23/11/2021

Trois milliards d’années d’histoire martienne révélées grâce aux vibrations sismiques du sol

Il y a deux solutions pour étudier ce qui se cache profondément sous nos pieds : soit effectuer un forage, soit créer une image du sous-sol à l’aide d’ondes sismiques. Au cours des dernières décennies, les sismologues ont (encore) développé des techniques et des méthodes d’analyse de l’agitation sismique pour représenter les structures des couches jusqu’à plusieurs centaines de mètres de profondeur. Les technologies expérimentées sur Terre sont aujourd’hui appliquées pour la toute première fois sur une autre planète. Trois milliards d’années d’histoire martienne ont été ainsi déchiffrées, comme le décrit une étude récemment publiée dans Nature Communications.

Depuis que l’atterrisseur de la mission InSight de la NASA s’est posé sur Mars en novembre 2018 et a mis en route un sismomètre, le Service sismologique martien, sous la direction de l’ETH de Zurich et avec la participation du Service Sismologique Suisse (SED), a régulièrement analysé les données reçues. Les chercheurs ont non seulement localisé de nombreux « tremblements de Mars », mais également utilisé ces données pour obtenir des informations sur la configuration interne de la planète. À l’aide de cette méthode, ils ont caractérisé la croûte, le manteau et le noyau, mais n’ont pas pu tirer de conclusions sur les structures proches de la surface. Or, cette zone présente un intérêt particulier pour comprendre l’histoire géologique de Mars.

La récente étude n’utilise pas les signaux sismiques martiens pour radiographier le sous-sol, mais l’agitation sismique également enregistrée, à des moments où il n’y a pas de séisme martien. Sur notre planète, celle-ci est provoquée par les vagues des océans, le vent et les activités humaines. Au cours des dernières décennies, le SED a développé des méthodes d’analyse de l’agitation du sol pour identifier la structure de la géologie locale et sa tendance à atténuer ou à amplifier les ondes sismiques. Elles sont essentielles pour déterminer le risque sismique sur un site, mais aussi pour examiner les zones potentielles de glissement de terrain en montagne ou dans les lacs.

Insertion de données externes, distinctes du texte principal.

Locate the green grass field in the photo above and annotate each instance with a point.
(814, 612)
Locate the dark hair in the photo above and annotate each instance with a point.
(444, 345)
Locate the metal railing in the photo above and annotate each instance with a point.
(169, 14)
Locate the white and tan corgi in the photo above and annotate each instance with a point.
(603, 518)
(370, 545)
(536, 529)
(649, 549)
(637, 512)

Sur Mars, l’origine de l’agitation du sol est le vent, qui génère des ondes sismiques en interagissant avec la surface. Les analyses de cette agitation permettent d’obtenir pour la première fois des informations sur le sous-sol martien et son histoire à une profondeur de quelques dizaines à deux cents mètres. Contrairement à la Terre, Mars n’a jamais connu de tectonique des plaques, et sa formation est marquée par des phases de volcanisme actif qui ont créé de grands plateaux de lave basaltique. Les derniers dépouillements de données illustrent cette structure. Ils montrent une première couche de sable (régolithe) d'environ trois mètres d’épaisseur et une seconde couche de roches meubles d'environ 20 mètres que des milliers d'impacts de météorites ont fissurées. Elle est suivie de deux couches de coulées de lave qui ont recouvert la planète il y a 1,7 et 3,6 milliards d’années, traversées par une strate sédimentaire à une profondeur d’environ 30 à 75 mètres. Cette superposition, semblable à une tarte avec différentes couches, donne une image sismique très spécifique, qui a permis aux chercheurs de retracer pour la première fois les principaux événements géologiques des trois derniers milliards d’années de l’histoire de Mars.

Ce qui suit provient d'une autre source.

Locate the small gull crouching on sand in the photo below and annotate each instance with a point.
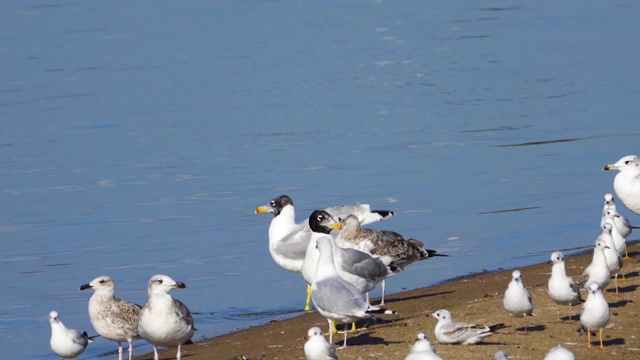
(165, 321)
(113, 318)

Si un jour les hommes se posent sur Mars, ils devront savoir ce qui se trouve sous leurs pieds. Il est particulièrement intéressant de savoir si ces couches proches de la surface contiennent de l’eau. Les dernières découvertes confirment que les techniques et procédures expérimentées sur Terre aident à répondre à cette question.

Hobiger, M., Hallo, M., Schmelzbach, C. et al. The shallow structure of Mars at the InSight landing site from inversion of ambient vibrations. Nat Commun 12, 6756 (2021).